The manager told clients in a letter yesterday that he will give back their capital at the end of the month, said the person, who asked not to be identified because the information is private. Todd Fogarty, a spokesman for New York-based Woodbine at Kekst & Co., declined to comment on the plans.
Berkowitz, 48, whose macro fund sought to profit from economic trends, said in the letter that his fund hadn’t produced the high returns that he had hoped to deliver, the person said. Woodbine, which Berkowitz started in 2008, has seen assets decline to about $400 million from a peak of $3 billion four years ago.
“They were the most disappointing fund that I had steered my clients to based on how he conveyed to me how he manages money and because of his reputation at that time,” said Vidak Radonjic of Beryl Consulting Group LLC in Jersey City, New Jersey. “He just wasn’t in tune with the markets.”
The hedge fund gained 15 percent from January 2009 through the end of last year, the person said. Macro hedge funds returned about 17 percent in the same period, according to data compiled by Bloomberg.

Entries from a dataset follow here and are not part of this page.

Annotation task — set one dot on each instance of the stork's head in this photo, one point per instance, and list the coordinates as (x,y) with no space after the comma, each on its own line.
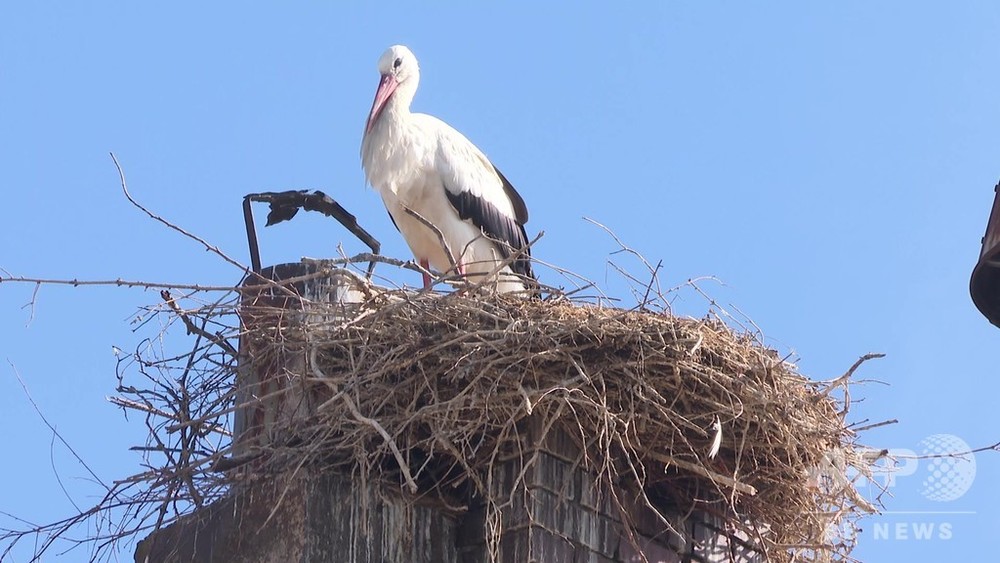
(400,75)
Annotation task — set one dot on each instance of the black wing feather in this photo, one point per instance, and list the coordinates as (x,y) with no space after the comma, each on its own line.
(508,233)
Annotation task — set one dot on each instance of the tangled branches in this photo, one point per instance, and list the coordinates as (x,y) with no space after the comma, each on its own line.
(428,393)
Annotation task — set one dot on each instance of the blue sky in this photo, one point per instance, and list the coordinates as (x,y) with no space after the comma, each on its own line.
(832,164)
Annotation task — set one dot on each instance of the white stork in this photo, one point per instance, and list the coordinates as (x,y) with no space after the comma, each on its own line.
(437,185)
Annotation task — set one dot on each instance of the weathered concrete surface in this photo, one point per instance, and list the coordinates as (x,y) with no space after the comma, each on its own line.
(311,519)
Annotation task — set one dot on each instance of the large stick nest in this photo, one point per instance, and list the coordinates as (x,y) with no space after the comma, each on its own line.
(431,392)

Berkowitz had a 33 percent annualized return while at Soros’s hedge-fund firm Soros Fund Management LLC, where he worked from 2005 to 2008, and for the first seven months at Woodbine, according to the firm’s marketing documents.
The fund manager started trading at Woodbine in January 2009 with about $180 million after leaving Soros. He had previously worked at Steven A. Cohen’s SAC Capital Advisors LP and spent six years as a proprietary trader at Goldman Sachs Group Inc., according to the documents.
Woodbine said in a December letter that it was betting on Japanese equities, investing in financial and real estate stocks there. The Nikkei 225 Stock Average has lost 11 percent this year.
The firm also said it was betting on the dollar versus the yen, Canadian and Australian dollars and Turkish lira. The dollar has fallen about 3 percent against the yen.
Several other New York-based hedge-fund firms have shuttered in 2014. In January, Scout Capital Management LLC, the $6.7 billion firm run by James Crichton and Adam Weiss, said it was closing after 15 years following Weiss’s decision to step back from managing money for investors. The same month, Bob Karr’s $5.1 billion Joho Capital LLC said it was liquidating after 18 years so that Karr could focus on philanthropy.
About 296 hedge funds liquidated in the first quarter, the most since the first quarter of 2009, when there were 376, according to data from Hedge Fund Research Inc.